Keeping sellers happy is an especially sensitive issue for eBay. The company’s efforts to shore up its business last year hit some turbulence as fee and feedback policy changes prompted outrage within the seller community, resulting in widespread boycotts and some online merchants vowing to defect to smaller startup marketplaces.

But during yesterday’s shareholder meeting, eBay executives faced questions about whether it had acted too slowly in implementing necessary changes to reverse the stock’s decline.
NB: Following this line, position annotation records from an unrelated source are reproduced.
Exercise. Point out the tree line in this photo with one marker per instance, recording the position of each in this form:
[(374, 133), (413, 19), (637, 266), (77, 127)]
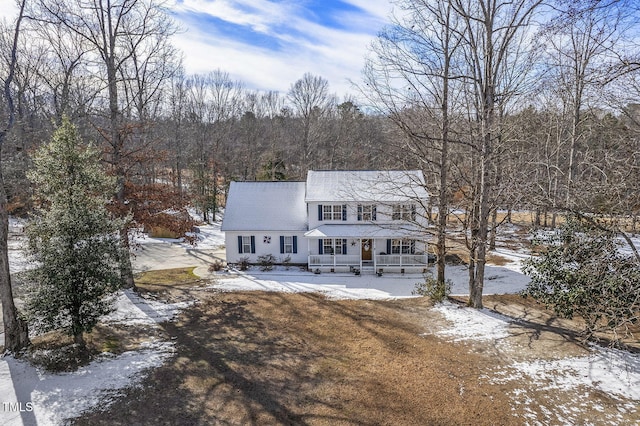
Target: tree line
[(504, 105)]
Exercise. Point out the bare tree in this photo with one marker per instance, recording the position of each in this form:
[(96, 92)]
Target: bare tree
[(491, 29), (116, 32), (412, 74), (16, 335), (311, 100)]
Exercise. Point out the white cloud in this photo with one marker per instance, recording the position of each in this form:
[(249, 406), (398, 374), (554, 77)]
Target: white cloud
[(335, 54)]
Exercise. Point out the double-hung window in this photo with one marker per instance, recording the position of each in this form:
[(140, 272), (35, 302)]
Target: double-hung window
[(288, 244), (246, 244), (366, 212), (403, 246), (404, 212), (332, 212), (333, 246)]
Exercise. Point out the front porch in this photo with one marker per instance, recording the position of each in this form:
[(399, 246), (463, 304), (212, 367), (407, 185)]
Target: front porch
[(380, 263)]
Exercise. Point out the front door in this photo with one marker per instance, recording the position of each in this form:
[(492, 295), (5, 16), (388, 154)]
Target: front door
[(367, 249)]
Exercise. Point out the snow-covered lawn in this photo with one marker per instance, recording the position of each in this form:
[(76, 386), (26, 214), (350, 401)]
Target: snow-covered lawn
[(500, 280), (30, 396)]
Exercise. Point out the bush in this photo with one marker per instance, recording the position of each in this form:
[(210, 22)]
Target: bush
[(432, 289), (266, 262), (286, 262), (243, 263), (582, 271), (215, 266)]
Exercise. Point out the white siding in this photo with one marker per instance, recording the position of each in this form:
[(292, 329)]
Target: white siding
[(263, 247)]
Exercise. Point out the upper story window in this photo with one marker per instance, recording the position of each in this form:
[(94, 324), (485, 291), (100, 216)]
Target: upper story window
[(367, 212), (332, 212), (404, 212)]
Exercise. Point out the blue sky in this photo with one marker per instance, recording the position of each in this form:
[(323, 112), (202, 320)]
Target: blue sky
[(269, 44)]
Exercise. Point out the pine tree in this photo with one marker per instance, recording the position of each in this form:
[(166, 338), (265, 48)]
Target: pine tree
[(72, 238)]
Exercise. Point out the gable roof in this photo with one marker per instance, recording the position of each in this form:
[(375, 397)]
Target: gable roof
[(365, 186), (265, 206)]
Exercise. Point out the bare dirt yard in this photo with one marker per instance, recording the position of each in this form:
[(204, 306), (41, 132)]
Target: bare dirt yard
[(261, 358)]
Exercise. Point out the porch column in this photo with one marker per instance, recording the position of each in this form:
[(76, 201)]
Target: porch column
[(374, 254)]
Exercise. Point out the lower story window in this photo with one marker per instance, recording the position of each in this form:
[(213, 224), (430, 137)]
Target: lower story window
[(403, 246), (246, 244), (288, 244), (334, 246)]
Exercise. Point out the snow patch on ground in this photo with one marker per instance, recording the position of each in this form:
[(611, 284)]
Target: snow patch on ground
[(613, 372), (53, 398), (208, 236), (56, 397), (349, 286), (472, 324)]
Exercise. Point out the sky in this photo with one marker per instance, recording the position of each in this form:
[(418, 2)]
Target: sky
[(269, 44)]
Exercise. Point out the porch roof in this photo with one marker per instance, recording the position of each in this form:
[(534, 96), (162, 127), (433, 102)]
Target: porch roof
[(365, 231)]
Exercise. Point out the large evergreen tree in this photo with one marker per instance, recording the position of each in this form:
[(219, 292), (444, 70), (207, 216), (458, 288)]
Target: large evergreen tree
[(73, 238), (584, 270)]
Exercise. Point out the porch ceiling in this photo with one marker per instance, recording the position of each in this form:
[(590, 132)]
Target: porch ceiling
[(364, 231)]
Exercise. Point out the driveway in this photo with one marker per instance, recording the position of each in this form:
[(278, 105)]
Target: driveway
[(153, 256)]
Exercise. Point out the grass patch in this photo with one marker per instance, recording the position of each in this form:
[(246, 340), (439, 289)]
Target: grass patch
[(165, 279)]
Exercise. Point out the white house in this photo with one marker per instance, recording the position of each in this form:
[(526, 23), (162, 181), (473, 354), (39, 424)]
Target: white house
[(368, 221)]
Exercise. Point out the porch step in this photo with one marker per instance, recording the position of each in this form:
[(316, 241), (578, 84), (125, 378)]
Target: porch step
[(367, 270)]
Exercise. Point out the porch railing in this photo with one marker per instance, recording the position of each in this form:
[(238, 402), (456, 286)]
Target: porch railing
[(316, 260), (401, 260), (381, 260)]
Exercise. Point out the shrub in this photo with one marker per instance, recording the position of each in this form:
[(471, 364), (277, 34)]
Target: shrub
[(266, 262), (286, 262), (243, 263), (215, 266)]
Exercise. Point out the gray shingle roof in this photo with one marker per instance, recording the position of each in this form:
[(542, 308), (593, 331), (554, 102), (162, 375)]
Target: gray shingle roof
[(265, 206), (370, 185)]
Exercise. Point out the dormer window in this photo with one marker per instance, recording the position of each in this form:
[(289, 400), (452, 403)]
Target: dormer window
[(332, 212), (367, 212), (404, 212)]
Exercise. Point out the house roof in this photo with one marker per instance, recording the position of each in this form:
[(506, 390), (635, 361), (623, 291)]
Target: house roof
[(365, 186), (265, 206), (365, 231)]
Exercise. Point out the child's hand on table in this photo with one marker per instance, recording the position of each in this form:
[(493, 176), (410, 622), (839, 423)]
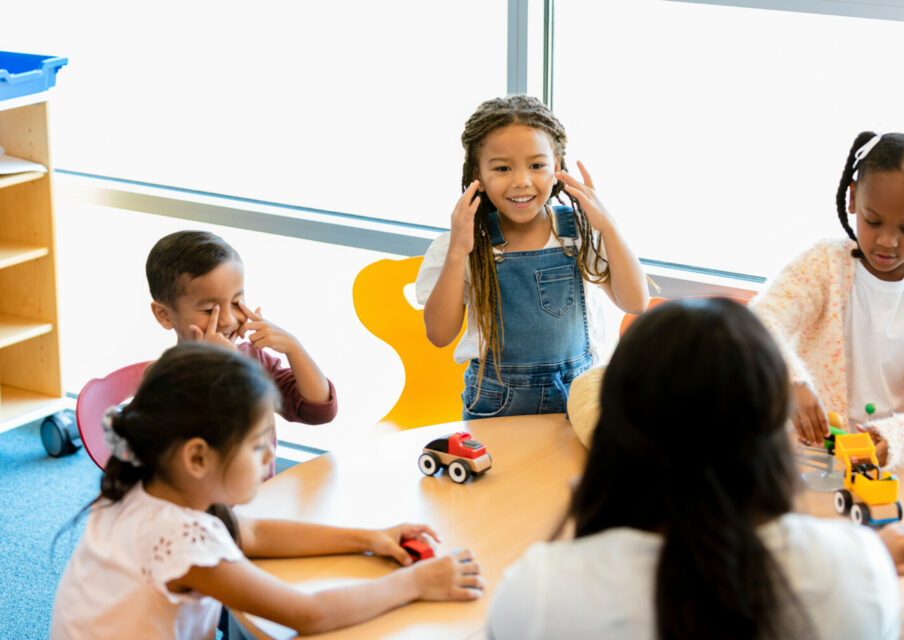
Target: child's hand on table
[(452, 577), (387, 542), (264, 333), (808, 415), (881, 447), (211, 335)]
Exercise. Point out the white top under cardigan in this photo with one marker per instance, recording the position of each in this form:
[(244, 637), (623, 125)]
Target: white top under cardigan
[(874, 346), (603, 586), (115, 583)]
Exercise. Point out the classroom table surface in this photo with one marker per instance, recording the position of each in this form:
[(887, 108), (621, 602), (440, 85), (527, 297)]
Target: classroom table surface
[(376, 483)]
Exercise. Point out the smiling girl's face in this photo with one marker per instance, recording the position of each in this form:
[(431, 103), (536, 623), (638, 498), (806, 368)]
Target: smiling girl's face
[(517, 171), (878, 202)]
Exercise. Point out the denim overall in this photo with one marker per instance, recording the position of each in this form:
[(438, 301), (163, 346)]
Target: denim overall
[(545, 340)]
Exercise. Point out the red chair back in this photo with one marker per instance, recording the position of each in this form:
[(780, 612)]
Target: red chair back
[(95, 398)]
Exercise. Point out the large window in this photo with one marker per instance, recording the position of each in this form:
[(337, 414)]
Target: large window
[(717, 135), (352, 106)]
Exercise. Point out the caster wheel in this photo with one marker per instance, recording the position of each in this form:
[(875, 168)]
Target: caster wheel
[(59, 434)]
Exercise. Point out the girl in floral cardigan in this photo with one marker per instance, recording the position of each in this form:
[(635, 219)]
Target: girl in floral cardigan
[(837, 310)]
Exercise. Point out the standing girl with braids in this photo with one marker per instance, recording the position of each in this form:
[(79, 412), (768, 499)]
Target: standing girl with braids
[(153, 561), (682, 519), (837, 310), (528, 273)]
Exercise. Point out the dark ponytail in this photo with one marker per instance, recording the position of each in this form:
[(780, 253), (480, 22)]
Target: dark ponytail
[(193, 391), (887, 155), (691, 444)]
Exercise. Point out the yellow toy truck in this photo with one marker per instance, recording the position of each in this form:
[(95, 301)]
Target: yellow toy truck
[(870, 495)]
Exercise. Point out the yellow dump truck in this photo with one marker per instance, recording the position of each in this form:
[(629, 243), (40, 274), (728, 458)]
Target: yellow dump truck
[(870, 495)]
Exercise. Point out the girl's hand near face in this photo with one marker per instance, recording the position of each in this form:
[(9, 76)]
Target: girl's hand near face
[(585, 194), (462, 228), (387, 542), (627, 284)]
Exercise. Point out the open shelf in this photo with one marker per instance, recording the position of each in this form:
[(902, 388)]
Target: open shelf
[(17, 406), (14, 253), (18, 178), (15, 329)]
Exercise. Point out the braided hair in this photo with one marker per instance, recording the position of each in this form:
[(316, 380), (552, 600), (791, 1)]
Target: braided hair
[(887, 155), (490, 116)]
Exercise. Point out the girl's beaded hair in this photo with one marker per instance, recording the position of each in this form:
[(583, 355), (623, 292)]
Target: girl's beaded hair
[(489, 116), (886, 155)]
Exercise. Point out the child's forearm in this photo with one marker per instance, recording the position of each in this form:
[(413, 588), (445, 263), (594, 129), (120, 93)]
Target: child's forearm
[(286, 538), (627, 283), (445, 311), (309, 380), (346, 606)]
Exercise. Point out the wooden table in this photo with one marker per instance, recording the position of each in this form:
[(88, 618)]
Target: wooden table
[(377, 483)]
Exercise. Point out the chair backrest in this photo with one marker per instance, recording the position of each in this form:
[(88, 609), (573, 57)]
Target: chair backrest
[(95, 398), (433, 381)]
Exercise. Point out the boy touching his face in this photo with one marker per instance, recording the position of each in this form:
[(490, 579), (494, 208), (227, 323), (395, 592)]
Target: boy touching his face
[(197, 283)]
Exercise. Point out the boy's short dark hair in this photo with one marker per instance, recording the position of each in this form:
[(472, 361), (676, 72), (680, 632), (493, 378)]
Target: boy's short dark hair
[(191, 253)]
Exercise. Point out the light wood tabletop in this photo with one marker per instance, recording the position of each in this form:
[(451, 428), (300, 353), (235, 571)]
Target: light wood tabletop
[(376, 483)]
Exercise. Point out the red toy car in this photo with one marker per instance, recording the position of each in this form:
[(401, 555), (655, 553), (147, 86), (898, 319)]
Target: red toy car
[(417, 550), (459, 453)]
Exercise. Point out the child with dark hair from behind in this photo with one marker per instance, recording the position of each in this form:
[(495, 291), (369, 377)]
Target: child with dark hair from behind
[(837, 310), (153, 563), (197, 283), (683, 523)]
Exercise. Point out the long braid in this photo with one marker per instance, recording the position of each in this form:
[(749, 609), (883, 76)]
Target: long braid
[(489, 116), (887, 155), (847, 179)]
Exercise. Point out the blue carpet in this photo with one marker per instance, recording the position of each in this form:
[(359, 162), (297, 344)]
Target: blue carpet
[(38, 496)]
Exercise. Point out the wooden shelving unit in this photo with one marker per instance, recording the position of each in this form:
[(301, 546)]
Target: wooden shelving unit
[(30, 380)]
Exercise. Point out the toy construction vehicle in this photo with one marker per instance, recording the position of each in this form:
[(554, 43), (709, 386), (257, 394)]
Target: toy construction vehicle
[(870, 495), (459, 453)]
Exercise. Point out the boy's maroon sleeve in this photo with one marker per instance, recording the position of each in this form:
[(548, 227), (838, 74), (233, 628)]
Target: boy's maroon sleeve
[(294, 407)]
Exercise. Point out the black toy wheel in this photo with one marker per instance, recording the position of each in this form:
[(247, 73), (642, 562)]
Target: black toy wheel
[(459, 471), (59, 434), (428, 464), (860, 514), (843, 502)]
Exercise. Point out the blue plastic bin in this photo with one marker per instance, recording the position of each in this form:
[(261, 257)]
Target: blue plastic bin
[(24, 73)]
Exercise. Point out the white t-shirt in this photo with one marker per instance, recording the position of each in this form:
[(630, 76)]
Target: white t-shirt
[(468, 347), (115, 583), (603, 586), (874, 346)]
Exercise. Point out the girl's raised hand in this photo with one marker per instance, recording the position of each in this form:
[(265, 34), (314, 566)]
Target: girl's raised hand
[(462, 227), (585, 194), (453, 577)]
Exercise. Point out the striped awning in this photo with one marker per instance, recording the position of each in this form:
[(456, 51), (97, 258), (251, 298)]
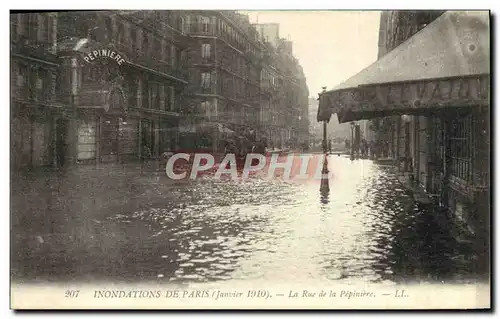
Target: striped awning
[(445, 64)]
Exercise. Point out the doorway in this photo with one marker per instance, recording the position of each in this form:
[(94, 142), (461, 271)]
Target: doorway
[(61, 133), (109, 140)]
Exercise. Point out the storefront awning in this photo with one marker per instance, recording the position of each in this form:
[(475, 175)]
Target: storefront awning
[(445, 64)]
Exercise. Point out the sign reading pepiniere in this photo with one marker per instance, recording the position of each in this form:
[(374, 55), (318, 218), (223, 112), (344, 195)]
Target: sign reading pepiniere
[(104, 53)]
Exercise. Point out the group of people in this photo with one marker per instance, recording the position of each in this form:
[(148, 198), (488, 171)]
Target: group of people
[(242, 147)]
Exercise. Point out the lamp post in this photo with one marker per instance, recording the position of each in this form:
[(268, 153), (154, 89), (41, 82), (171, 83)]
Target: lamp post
[(352, 140), (406, 120), (324, 129), (325, 150)]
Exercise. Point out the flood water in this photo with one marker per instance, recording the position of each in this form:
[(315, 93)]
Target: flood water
[(142, 227)]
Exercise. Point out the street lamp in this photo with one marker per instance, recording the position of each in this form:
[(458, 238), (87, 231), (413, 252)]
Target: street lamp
[(324, 128), (352, 140)]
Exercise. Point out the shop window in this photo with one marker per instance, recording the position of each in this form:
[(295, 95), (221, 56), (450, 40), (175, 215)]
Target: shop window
[(460, 140)]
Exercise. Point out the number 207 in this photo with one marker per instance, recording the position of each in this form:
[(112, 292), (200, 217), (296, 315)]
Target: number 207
[(71, 293)]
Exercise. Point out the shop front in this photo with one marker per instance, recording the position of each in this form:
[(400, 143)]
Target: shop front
[(436, 85)]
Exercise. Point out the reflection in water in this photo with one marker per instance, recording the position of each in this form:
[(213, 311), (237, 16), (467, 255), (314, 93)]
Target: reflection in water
[(141, 227)]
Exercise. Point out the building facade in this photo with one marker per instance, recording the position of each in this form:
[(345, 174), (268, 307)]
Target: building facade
[(120, 86), (285, 104), (224, 64), (447, 150), (35, 107), (122, 111)]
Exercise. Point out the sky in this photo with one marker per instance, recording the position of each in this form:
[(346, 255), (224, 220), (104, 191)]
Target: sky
[(331, 46)]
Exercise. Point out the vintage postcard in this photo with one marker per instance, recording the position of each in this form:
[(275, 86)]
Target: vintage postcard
[(204, 159)]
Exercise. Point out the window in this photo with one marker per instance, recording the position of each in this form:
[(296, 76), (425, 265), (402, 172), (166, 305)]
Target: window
[(133, 39), (205, 108), (157, 49), (145, 43), (204, 21), (169, 97), (120, 33), (154, 96), (182, 25), (461, 147), (205, 80), (109, 28), (205, 50)]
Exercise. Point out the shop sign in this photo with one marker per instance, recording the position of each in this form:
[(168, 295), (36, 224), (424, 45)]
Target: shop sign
[(466, 91)]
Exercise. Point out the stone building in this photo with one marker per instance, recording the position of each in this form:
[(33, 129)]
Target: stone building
[(430, 92), (224, 63), (119, 86), (285, 104), (34, 105), (127, 111)]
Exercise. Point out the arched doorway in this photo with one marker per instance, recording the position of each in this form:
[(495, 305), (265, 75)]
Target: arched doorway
[(115, 130)]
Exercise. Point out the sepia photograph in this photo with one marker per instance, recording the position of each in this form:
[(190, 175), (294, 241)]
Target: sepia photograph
[(273, 159)]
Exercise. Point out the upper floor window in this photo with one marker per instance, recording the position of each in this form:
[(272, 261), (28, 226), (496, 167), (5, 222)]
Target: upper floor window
[(154, 95), (204, 21), (205, 50), (120, 33), (108, 23)]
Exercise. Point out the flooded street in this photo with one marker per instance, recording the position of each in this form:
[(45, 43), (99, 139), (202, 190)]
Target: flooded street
[(144, 227)]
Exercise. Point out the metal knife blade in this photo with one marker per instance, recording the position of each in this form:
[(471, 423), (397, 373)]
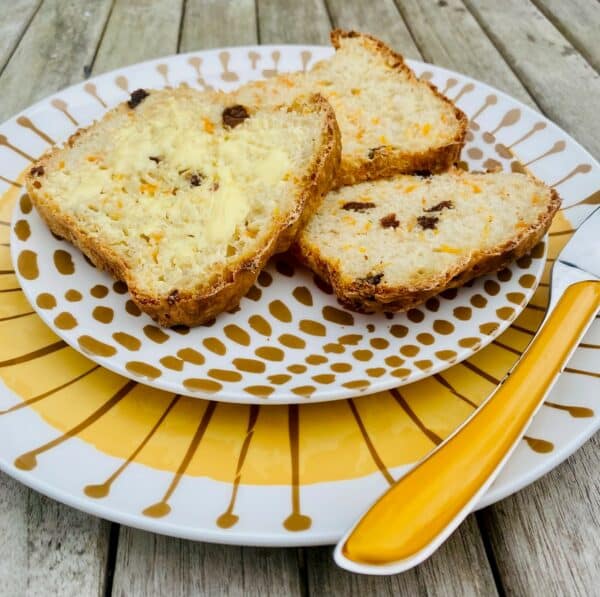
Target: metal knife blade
[(583, 250)]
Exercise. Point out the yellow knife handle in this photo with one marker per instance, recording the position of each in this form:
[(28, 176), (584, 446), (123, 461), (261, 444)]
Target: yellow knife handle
[(419, 507)]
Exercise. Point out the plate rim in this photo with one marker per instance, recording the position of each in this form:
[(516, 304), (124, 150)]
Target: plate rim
[(322, 394), (228, 537)]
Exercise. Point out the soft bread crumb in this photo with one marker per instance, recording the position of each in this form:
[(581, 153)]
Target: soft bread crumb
[(449, 228), (177, 194)]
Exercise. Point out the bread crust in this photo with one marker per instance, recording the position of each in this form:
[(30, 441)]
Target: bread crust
[(389, 160), (230, 285), (364, 297)]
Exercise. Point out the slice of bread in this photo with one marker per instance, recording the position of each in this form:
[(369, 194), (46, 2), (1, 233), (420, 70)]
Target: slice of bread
[(185, 196), (390, 245), (391, 122)]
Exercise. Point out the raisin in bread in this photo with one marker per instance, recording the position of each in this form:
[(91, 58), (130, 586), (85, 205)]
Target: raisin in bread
[(391, 122), (391, 244), (185, 196)]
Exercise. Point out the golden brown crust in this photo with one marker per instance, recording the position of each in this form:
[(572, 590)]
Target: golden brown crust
[(231, 285), (361, 296), (390, 160)]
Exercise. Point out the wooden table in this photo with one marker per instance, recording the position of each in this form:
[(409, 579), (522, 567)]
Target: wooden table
[(543, 541)]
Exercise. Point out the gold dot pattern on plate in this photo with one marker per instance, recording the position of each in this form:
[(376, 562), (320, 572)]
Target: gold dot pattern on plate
[(65, 321), (99, 291), (260, 325), (302, 295), (350, 339), (292, 341), (22, 230), (195, 384), (415, 315), (409, 350), (25, 204), (73, 295), (284, 268), (518, 298), (142, 369), (491, 287), (314, 328), (333, 347), (362, 355), (379, 343), (324, 378), (424, 364), (132, 308), (472, 343), (399, 331), (64, 262), (236, 334), (265, 279), (95, 347), (270, 353), (305, 391), (426, 339), (357, 384), (224, 375), (103, 314), (279, 379), (341, 367), (249, 365), (311, 319), (45, 300), (527, 280), (172, 363), (337, 316), (261, 391), (190, 355), (155, 334), (27, 264), (478, 301), (432, 417), (215, 345), (446, 355), (316, 359), (441, 326), (120, 287), (254, 293), (127, 341), (394, 361), (279, 311), (463, 313)]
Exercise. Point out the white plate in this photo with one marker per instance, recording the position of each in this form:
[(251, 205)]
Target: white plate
[(270, 475), (289, 340)]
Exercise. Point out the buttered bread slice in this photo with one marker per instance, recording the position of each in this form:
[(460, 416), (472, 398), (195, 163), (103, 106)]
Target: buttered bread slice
[(391, 122), (185, 196), (391, 244)]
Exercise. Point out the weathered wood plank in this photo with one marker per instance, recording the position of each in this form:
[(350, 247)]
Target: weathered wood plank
[(459, 568), (214, 24), (449, 36), (47, 548), (149, 564), (293, 22), (54, 52), (545, 538), (126, 42), (380, 19), (555, 74), (13, 24), (579, 22)]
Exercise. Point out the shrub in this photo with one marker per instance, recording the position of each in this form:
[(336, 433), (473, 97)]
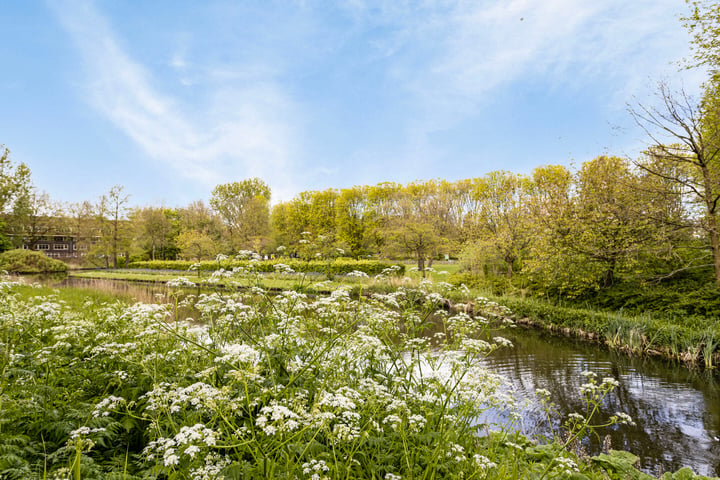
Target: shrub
[(27, 261), (339, 266)]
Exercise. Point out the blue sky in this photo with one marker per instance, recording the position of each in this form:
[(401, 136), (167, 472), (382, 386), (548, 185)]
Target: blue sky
[(170, 98)]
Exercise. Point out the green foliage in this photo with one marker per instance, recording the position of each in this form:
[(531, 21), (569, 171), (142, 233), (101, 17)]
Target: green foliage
[(27, 261), (338, 266), (272, 387)]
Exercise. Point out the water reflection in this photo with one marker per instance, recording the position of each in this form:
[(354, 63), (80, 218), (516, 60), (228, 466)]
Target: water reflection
[(676, 411)]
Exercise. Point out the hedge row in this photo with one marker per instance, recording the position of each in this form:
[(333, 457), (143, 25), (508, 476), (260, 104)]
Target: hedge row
[(28, 261), (638, 333), (339, 266)]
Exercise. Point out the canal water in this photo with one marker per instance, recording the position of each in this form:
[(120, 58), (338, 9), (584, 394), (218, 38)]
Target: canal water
[(676, 410)]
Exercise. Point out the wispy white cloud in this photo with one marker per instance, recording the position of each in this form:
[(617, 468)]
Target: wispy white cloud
[(453, 55), (243, 130)]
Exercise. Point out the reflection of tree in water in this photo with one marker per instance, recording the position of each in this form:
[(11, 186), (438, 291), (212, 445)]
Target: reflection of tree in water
[(676, 411)]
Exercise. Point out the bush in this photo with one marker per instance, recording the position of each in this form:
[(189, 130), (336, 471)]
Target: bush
[(27, 261), (339, 266)]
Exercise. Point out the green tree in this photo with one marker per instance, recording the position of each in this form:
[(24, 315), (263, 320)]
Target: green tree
[(14, 184), (500, 224), (155, 230), (244, 209), (195, 245)]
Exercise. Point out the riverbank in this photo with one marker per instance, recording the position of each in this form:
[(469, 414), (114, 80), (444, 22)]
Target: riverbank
[(271, 387), (693, 340)]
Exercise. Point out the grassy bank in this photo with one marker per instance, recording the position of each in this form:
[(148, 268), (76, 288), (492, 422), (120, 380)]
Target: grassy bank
[(269, 386), (694, 340), (691, 338)]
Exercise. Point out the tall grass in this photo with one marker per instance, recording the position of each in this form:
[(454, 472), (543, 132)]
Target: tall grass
[(265, 386)]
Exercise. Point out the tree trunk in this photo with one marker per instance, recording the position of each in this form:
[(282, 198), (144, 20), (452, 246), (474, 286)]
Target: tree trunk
[(715, 245)]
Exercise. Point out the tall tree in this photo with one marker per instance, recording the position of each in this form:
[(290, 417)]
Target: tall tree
[(691, 159), (14, 184), (244, 208)]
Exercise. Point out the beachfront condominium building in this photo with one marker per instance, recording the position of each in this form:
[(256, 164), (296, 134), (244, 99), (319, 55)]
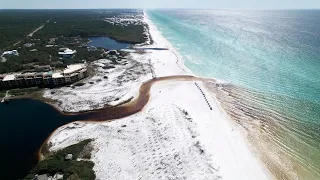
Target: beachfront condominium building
[(71, 74)]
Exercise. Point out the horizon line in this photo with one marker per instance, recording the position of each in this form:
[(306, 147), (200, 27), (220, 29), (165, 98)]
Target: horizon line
[(157, 9)]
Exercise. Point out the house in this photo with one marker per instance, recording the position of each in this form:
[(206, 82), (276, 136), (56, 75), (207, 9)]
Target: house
[(44, 68), (66, 52), (28, 44)]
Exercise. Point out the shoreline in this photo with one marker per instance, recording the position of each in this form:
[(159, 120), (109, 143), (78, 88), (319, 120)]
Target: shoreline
[(170, 68)]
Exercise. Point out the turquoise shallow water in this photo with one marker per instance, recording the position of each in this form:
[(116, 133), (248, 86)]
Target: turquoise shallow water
[(272, 61)]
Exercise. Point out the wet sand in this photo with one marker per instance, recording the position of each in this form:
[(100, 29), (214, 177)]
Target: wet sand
[(124, 110)]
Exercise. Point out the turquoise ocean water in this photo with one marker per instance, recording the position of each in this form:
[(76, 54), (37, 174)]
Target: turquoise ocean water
[(271, 63)]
“Our challenge is that we’re a marketplace model and we are deeply committed to that — we’re not retail,” Donahoe said. “So on the one hand, analysts ask why we aren’t changing fast enough, but the fact is we’re sensitive to our sellers’ needs, and they say we’ve been too aggressive and too fast, so we try to strike a balance.”

“In 2008, we instituted incremental changes to make the experience safer and easier, in the interim, the competition moved faster, so 18 months ago our user experience had to catch up. That meant making not incremental, but fundamental changes — that meant making controversial changes to feedback, pricing, search.

The news continues efforts by eBay execs to distance their company from Amazon (NASDAQ: AMZN), by saying that the two are fundamentally different businesses: eBay includes a mix of liquidation, collectibles and flea market-type wares based on a tight seller community, while individual sellers have less of a direct role in Amazon’s model.

But eBay executives are still under the gun to prove their model can work — especially after posting fourth-quarter results that included a 31 percent decline in revenue — its first year-to-year drop in revenue.

Making matters worse is that Amazon (NASDAQ: AMZN) reported total sales of $4.89 billion, up 18 percent from the first quarter in 2008 and ahead of Wall Street estimates.

The continued problems have industry watchers wondering whether the company’s on the correct track.

[cob:Special_Report]”I think Donahoe got it right, in terms of sellers saying, ‘Stop, it’s too much, too fast,'” Ina Steiner, editor of AuctionBytes.com, told InternetNews.com. “That’s absolutely correct.”

“But the real question is if the stock is down, are the changes being made the right changes?” she added. “I was surprised given the results of Q4 and Q1 that instead of saying, ‘Sure, you’re going in the right direction, just not fast enough,’ that someone didn’t ask if it was the right approach.”

For now, the company is forging ahead with a plan of action laid out during the eBay analysts briefing a month ago. According to that plan, the company expects to continue pushing its PayPal unit as the global leader in online payments, while its Skype Internet telephony unit will be spun off, potentially through an IPO.

Meanwhile, eBay’s core marketplace will continue shifting to become a more diversified e-commerce platform focusing on liquidation items, Donahoe said today.